SPEAKER_01There's a couple of response to that. First of all, I think we all think we're further behind than we are. Um, and every time I I talk to folks outside, you know, and I compare what we're doing to other folks, at least in our peer set, we're we're right right up in the front front grouping, right? But it doesn't feel like it. And I think that's the bigger part. It's the feeling. You know, things are changing so fast. How could we ever be at the forefront? And so, you know, I I don't think we should. I, you know, maybe there are some companies that should be, but companies in manufacturing, companies in sales, companies, so many companies, they don't need to crack the bleeding edge. They need to say, hey, this function in the company uh needs help. You know, we need to distribute our our products better, or we need to speed up our time to failure in our research areas, or uh had this conversation this week. You know, we just need someone to act as the intern as we did review our tax law stuff. Have something, someone go and review that. That's a great use for generative AI. Um, ironically, our legal department said they would never use generative AI, and now they're asking for it. But we'll we'll that's for another another discussion. But uh yeah, it's I I think honestly, we have to give ourselves grace. I think we have to say, I am confident enough in my ability and in my teams to take the time to breathe to do it right. You know, or in other words, you know, and I heard this early in my career slow down to go fast. And I thought that was ridiculous at the time, and now I think it is absolutely brilliant. Um, I have shifted from bouncing from task to task to task to task to stopping working with my my generative AI to identify what's the next most valuable thing I can be working on. You know, and and I think maybe not directly, but I think that can apply to a lot of folks. What is the next most important thing I can be doing?
SPEAKER_00Yeah. And you touched on something really important. Um when you mentioned kind of having an intern 24-7, right? In the same kind of idea frame as um as that, you take the what you mentioned about, you know, looking for a red teaming kind of uh like uh activity in your organization. I think that is actually like one of the killer use cases for testing, which is like awesome, right? It's like having being able to do continuous testing, continuous governance, um, 24-7 pen testing to like an extent, right? Like, for example, I can imagine like even like a chat bot, right? Imagine a chatbot is just sitting in a test environment and like all day, every day, 24-7, when your red tech, when your red team, your human red team is sleeping,
What Green, Yellow, Red Looks Like in a Probabilistic System
SPEAKER_00it's consist consistently getting harassed by like an an AI on the other side that is just constantly giving you a flywheel of um attack response. Uh, you get to go and look at this over, you look at the telemetry, you see how things are changing. Um, you kind of make it a self-improvement mechanism, even, right? Um, I would love to know kind of what, like as you're looking at things like continuous security solutions, including red teaming, what that kind of looks like for you and how you see implementing it into your security strategy.

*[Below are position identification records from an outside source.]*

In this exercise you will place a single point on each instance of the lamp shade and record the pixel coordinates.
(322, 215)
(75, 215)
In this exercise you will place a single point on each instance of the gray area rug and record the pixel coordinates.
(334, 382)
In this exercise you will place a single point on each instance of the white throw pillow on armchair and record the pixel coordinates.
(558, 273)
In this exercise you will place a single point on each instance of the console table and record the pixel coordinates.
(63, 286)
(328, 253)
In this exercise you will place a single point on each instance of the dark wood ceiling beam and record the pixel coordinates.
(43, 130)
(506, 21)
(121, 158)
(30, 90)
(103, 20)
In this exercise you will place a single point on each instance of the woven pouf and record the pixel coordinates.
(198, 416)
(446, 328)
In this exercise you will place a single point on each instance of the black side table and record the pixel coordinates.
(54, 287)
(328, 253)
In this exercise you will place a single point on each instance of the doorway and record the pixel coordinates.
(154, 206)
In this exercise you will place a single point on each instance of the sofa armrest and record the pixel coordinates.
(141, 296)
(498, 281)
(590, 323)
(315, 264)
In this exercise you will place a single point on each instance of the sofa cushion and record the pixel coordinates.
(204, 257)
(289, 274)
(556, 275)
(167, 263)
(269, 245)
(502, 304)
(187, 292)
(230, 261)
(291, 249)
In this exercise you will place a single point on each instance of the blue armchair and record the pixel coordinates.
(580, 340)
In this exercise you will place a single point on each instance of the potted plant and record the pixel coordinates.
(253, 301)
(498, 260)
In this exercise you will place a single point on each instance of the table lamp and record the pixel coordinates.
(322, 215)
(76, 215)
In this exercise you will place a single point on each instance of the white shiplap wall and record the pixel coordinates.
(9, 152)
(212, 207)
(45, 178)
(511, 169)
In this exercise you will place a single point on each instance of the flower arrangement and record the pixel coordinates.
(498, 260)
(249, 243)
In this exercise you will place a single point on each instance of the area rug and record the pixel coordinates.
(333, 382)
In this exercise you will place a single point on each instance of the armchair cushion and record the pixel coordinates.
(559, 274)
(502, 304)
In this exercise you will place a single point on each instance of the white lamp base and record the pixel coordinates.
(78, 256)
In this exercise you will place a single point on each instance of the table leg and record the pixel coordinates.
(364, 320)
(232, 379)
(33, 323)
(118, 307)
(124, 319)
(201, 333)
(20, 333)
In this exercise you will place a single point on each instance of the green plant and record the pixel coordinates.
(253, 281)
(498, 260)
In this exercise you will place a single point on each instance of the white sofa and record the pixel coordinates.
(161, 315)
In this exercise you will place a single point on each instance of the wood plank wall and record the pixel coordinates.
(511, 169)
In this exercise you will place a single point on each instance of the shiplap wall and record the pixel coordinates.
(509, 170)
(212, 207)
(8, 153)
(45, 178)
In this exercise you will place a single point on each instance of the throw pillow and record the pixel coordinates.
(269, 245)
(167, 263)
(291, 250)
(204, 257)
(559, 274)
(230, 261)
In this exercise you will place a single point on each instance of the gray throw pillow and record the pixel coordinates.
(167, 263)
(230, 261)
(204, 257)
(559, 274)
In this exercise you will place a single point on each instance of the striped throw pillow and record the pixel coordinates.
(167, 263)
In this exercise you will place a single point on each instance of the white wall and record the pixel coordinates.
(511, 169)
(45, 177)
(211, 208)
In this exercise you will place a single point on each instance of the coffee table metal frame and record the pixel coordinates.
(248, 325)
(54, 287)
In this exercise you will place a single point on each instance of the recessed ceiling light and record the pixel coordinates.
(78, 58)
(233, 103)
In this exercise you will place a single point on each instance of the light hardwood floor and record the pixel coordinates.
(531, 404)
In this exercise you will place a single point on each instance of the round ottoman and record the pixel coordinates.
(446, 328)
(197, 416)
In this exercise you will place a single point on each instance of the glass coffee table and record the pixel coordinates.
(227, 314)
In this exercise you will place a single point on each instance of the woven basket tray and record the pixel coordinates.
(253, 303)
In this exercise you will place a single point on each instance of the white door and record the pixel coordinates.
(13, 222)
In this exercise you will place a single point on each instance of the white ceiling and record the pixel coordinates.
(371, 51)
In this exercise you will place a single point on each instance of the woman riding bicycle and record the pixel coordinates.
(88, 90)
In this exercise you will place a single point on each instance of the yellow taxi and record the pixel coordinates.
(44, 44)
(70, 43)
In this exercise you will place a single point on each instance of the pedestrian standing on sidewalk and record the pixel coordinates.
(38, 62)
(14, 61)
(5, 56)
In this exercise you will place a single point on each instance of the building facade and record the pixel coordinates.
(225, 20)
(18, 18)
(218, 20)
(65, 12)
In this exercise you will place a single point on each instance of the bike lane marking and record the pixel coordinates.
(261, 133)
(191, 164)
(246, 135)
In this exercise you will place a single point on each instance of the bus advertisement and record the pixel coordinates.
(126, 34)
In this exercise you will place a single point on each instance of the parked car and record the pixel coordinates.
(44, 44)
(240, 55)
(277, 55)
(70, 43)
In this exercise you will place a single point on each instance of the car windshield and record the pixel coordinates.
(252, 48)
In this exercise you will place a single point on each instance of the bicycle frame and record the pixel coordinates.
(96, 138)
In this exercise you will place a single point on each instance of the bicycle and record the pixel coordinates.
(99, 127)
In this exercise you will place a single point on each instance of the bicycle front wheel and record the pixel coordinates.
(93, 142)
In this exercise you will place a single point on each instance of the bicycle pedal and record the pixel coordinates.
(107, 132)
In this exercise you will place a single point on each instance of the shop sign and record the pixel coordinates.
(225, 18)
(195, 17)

SPEAKER_01That is a really powerful question. Um, and it's one of those where I know it will work for me. I don't know if it works for anyone else, right? I despite being 30 years in hands on keyboard, statistician, data scientist, I'm an incredibly visual person. And so what I would be looking for, and it's it's how I describe It over two years ago when I took this role. I want a dashboard that I can come in on Monday morning or whenever, turn it on and see where things are yellow, or heaven forbid, where things are red, and being able to immediately reach out to the people who are responsible for those areas to make sure they know that's there. You know, to be able to reach out to that team and say, you know, did we change something or are we facing a new set of attacks? That becomes powerful. Back to communication, relationship, et cetera. Now, the thing, and this is the crazy part, right? I don't want that just for me. I want that for not only me and my team, but all the way up. I want my CEO to have the confidence that they can go in and look at any point, whether it's a specific project or just in general and know what's going on. Now, I say that knowing that no executive will ever do that more than once, but I want that there for them. I want them to have that confidence that if they had to, if for some reason I got hit by a bus, they could still get the same information.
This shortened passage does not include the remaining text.